In this project, I used generative adversarial networks to generate new images of faces that look as realistic as possible!
- CelebFaces Attributes Dataset (CelebA) This dataset contains over 200,000 ccelebrity images with annotations.
- Or can be Download and unzip in the local pc.
Udacity team already done some sort of pre-processing for me.

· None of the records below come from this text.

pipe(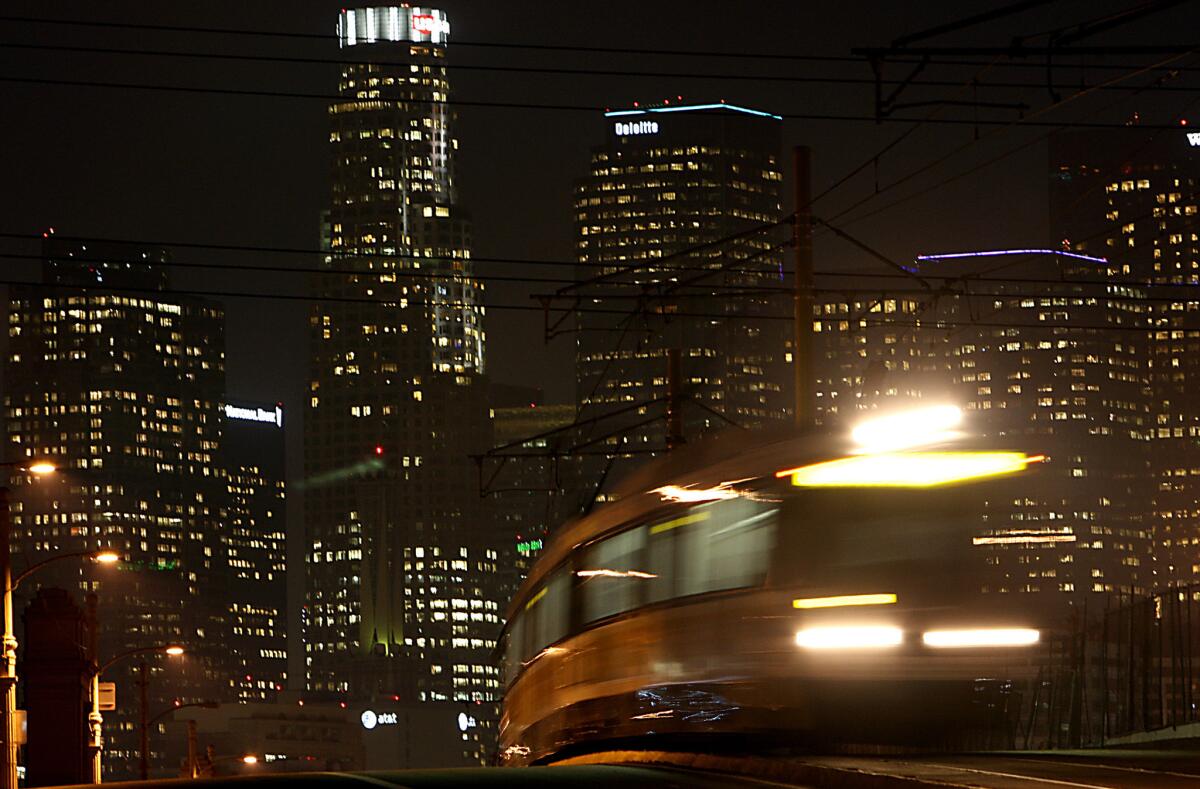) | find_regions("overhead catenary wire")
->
[0,41,1195,92]
[14,229,1200,296]
[0,76,1190,128]
[7,254,1200,332]
[0,14,1195,72]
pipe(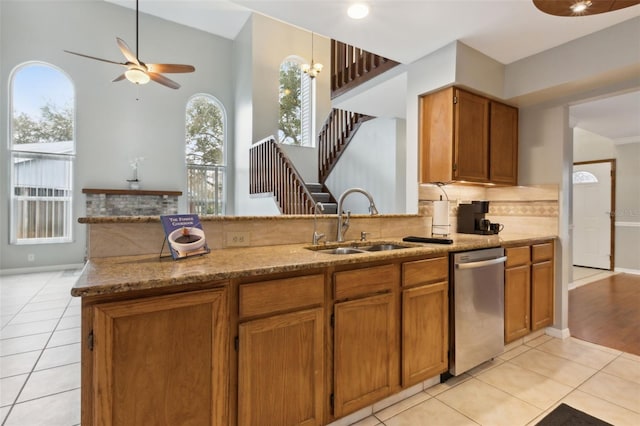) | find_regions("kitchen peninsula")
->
[72,215,555,425]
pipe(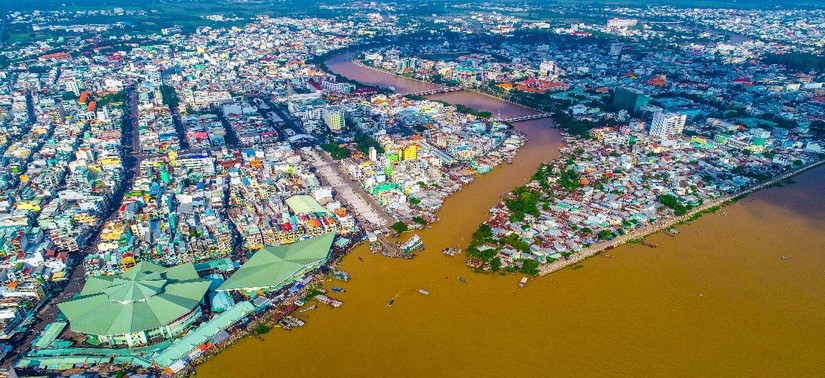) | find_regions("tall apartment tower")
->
[650,112,687,140]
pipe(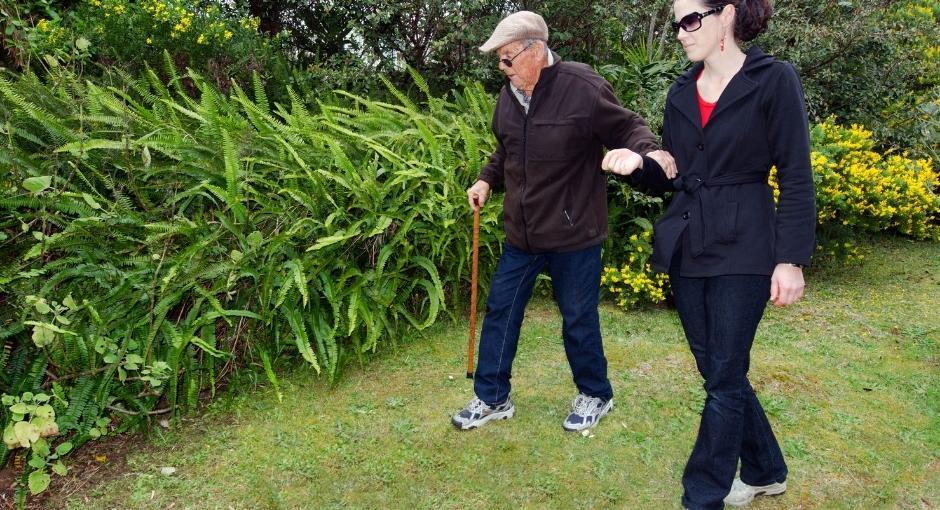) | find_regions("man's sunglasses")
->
[672,5,725,34]
[499,42,535,67]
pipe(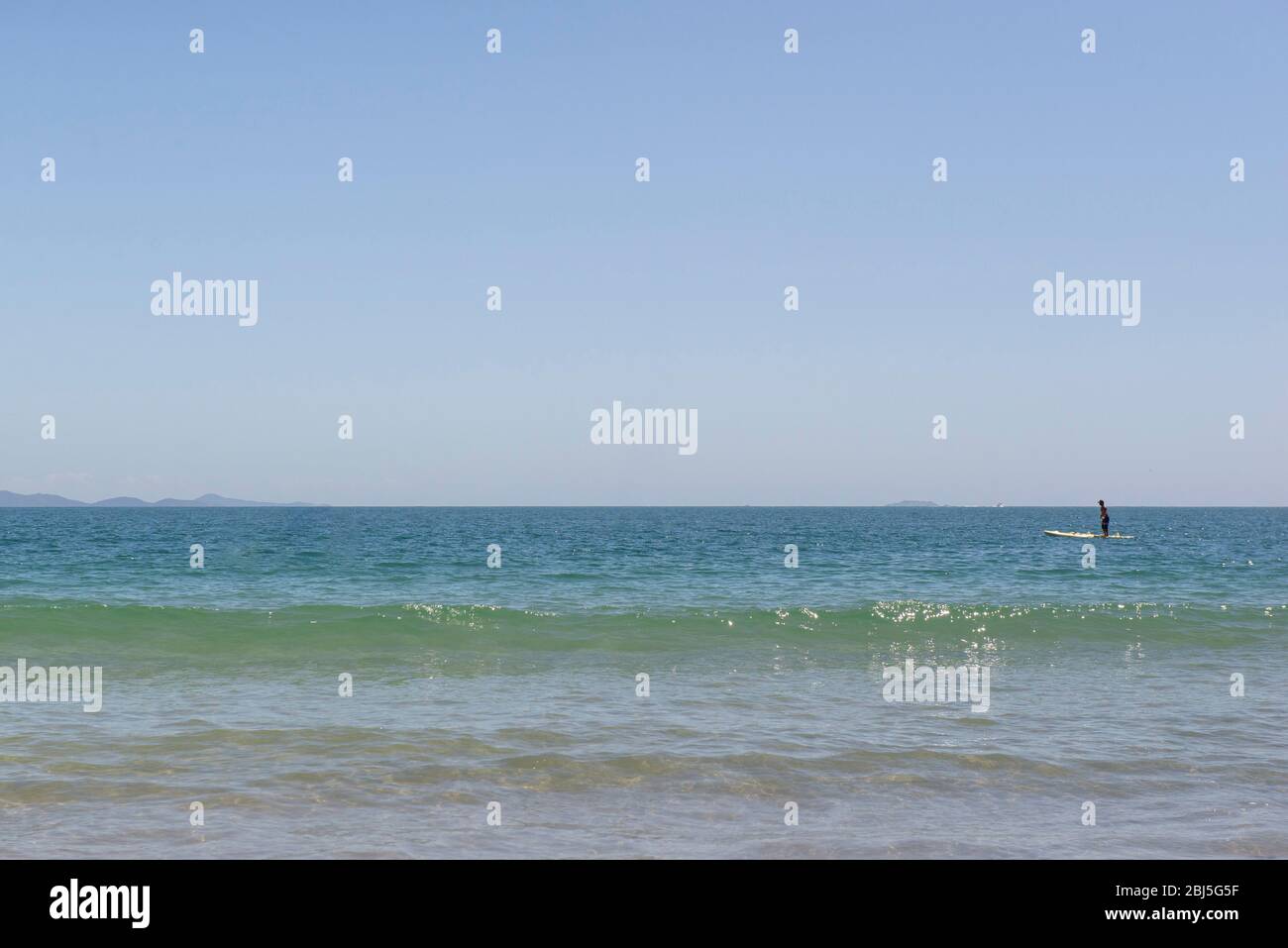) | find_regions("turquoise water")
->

My part is transform this data and create a DataLoader
def get_dataloader(batch_size, image_size, data_dir='processed_celeba_small/'):
"""
Batch the neural network data using DataLoader
:param batch_size: The size of each batch; the number of images in a batch
:param img_size: The square size of the image data (x, y)
:param data_dir: Directory where image data is located
:return: DataLoader with batched data
"""
#Tensor Transform
transform = transforms.Compose([transforms.Resize(image_size),
transforms.ToTensor()])
#put in ImageFolder and the data loader later
train_dataset = datasets.ImageFolder(data_dir,transform=transform)
train_loader = DataLoader(dataset=train_dataset,batch_size=batch_size,
shuffle=True)
return train_loader
- I choose 128 as my batch size as in the original DCGAN paper, they say:
All models were trained with mini-batch stochastic gradient descent (SGD) with a mini-batch size of 128.
As the output of a tanh
activated generator will contain pixel values in a range from -1 to 1, and so, we need to rescale our training images to a range of -1 to 1.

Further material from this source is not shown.